Accurate demand forecasting is essential for salt-processing enterprises because fluctuating demand can affect production planning, inventory control, and distribution efficiency. This study examines the demand for table salt products at CV Restu Ibu by applying the Autoregressive Integrated Moving Average with Exogenous Variables (ARIMAX) model using product price as an external predictor. Monthly sales and price data for 1 kg, 2 kg, and 4 kg packaging sizes from January 2018 to December 2025 were analyzed through the Box–Jenkins procedure, including stationarity testing, model identification, parameter estimation, diagnostic checking, forecast evaluation, and projection for 2026–2028. The results show that all demand series became stationary after first-order differencing. The best models were ARIMAX (2,1,1) for the 1 kg product, ARIMAX (1,1,1) for the 2 kg product, and ARIMAX (0,1,1) for the 4 kg product. Diagnostic testing using the Ljung–Box test confirmed that all selected models satisfied the white-noise residual assumption.
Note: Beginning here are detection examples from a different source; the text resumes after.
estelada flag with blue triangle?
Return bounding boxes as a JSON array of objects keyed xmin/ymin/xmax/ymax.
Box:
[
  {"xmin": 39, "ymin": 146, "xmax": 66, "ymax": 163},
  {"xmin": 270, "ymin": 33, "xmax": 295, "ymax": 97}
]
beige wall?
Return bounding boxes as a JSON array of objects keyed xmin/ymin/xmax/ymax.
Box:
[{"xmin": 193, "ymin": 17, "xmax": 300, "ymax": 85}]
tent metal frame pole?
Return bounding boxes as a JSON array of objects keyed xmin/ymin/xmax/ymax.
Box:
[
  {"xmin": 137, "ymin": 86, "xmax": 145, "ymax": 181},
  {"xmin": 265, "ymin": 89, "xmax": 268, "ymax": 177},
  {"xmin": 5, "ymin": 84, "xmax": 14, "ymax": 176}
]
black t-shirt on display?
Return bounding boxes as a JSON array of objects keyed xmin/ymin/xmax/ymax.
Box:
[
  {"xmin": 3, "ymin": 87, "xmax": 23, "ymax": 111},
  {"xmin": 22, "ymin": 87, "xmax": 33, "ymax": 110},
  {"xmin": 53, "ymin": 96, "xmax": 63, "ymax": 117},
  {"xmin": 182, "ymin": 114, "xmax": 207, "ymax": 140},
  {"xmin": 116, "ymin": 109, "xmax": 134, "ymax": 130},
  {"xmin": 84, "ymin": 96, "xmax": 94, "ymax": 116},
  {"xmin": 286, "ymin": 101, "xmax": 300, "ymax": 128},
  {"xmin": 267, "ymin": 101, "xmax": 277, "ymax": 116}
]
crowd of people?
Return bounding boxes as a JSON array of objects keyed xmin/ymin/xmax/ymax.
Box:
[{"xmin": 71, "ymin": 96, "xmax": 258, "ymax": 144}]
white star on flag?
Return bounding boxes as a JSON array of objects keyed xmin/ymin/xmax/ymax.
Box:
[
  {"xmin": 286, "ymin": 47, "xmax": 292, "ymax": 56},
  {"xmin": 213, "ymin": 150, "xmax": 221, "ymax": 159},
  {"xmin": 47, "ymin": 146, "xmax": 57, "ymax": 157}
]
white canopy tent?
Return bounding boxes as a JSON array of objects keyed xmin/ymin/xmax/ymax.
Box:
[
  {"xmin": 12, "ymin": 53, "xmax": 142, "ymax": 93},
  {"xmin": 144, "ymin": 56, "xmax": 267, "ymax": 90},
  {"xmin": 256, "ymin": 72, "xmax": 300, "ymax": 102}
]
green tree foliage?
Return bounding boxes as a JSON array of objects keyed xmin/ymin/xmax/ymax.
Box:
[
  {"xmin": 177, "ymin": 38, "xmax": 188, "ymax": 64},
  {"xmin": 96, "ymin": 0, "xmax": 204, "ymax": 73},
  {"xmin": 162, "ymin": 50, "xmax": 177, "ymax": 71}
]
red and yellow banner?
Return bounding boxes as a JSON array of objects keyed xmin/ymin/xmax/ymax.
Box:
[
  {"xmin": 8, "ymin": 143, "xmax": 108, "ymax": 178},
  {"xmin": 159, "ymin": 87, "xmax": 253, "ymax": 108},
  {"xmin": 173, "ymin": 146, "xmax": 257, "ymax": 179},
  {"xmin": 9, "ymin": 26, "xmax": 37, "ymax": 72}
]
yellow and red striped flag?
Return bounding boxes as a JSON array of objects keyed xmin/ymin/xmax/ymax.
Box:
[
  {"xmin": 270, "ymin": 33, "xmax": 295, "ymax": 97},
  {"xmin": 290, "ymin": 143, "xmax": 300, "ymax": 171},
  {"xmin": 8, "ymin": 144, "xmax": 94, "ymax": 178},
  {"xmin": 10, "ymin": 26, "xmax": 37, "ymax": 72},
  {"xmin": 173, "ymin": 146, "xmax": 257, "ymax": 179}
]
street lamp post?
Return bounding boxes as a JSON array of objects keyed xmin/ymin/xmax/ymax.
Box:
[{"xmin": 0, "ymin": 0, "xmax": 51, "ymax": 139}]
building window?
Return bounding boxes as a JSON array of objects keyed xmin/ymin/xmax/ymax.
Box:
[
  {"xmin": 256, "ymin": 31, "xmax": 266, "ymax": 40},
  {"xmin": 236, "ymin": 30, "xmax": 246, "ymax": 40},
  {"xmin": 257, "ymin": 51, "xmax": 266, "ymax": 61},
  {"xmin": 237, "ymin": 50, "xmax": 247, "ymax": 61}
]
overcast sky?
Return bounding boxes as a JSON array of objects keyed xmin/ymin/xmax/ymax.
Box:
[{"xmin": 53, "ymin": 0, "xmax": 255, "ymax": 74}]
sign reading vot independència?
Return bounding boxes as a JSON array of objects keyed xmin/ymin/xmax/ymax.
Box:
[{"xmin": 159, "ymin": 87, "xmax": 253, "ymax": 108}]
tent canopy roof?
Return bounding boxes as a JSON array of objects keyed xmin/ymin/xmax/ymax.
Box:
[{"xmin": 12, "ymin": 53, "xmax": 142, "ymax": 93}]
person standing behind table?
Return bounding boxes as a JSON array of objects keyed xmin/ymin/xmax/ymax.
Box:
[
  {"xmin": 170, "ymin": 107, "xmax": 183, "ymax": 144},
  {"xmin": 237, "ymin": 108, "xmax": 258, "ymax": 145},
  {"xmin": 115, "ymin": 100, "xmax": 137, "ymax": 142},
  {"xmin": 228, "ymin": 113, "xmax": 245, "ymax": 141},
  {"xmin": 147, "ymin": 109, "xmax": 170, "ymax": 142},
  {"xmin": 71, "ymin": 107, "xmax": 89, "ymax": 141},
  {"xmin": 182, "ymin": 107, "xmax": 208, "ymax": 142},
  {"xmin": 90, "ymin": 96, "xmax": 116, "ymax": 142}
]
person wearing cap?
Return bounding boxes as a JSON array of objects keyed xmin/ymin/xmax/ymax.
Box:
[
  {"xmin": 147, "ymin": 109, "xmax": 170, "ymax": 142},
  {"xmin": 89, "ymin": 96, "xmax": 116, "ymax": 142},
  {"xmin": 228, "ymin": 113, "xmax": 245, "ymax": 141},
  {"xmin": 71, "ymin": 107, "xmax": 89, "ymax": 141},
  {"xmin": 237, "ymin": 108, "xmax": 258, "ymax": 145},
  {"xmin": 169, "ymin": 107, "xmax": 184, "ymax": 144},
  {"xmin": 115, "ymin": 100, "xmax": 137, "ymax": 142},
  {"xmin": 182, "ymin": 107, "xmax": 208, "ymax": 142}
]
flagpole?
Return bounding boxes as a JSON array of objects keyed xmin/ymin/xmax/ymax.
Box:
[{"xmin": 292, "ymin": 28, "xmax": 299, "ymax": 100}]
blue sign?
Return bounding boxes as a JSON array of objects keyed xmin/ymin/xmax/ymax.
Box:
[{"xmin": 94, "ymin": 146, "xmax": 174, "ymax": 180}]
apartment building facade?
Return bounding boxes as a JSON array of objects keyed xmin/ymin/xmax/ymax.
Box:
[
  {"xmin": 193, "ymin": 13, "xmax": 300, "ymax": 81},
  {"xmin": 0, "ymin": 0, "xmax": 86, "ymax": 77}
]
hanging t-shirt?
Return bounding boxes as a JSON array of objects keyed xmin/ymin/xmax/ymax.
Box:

The forecasting accuracy was excellent, with Mean Absolute Percentage Error values of 2.363%, 2.824%, and 1.559%, respectively. The forecast results indicate a declining demand trend for the 1 kg product, an increasing trend for the 2 kg product, and a fluctuating pattern for the 4 kg product. These findings demonstrate that incorporating price information improves the representation of demand dynamics and supports product-specific forecasting for price-sensitive salt products. The study also confirms that packaging size produces heterogeneous demand behavior, making differentiated forecasting more appropriate than a single aggregate demand model in practice.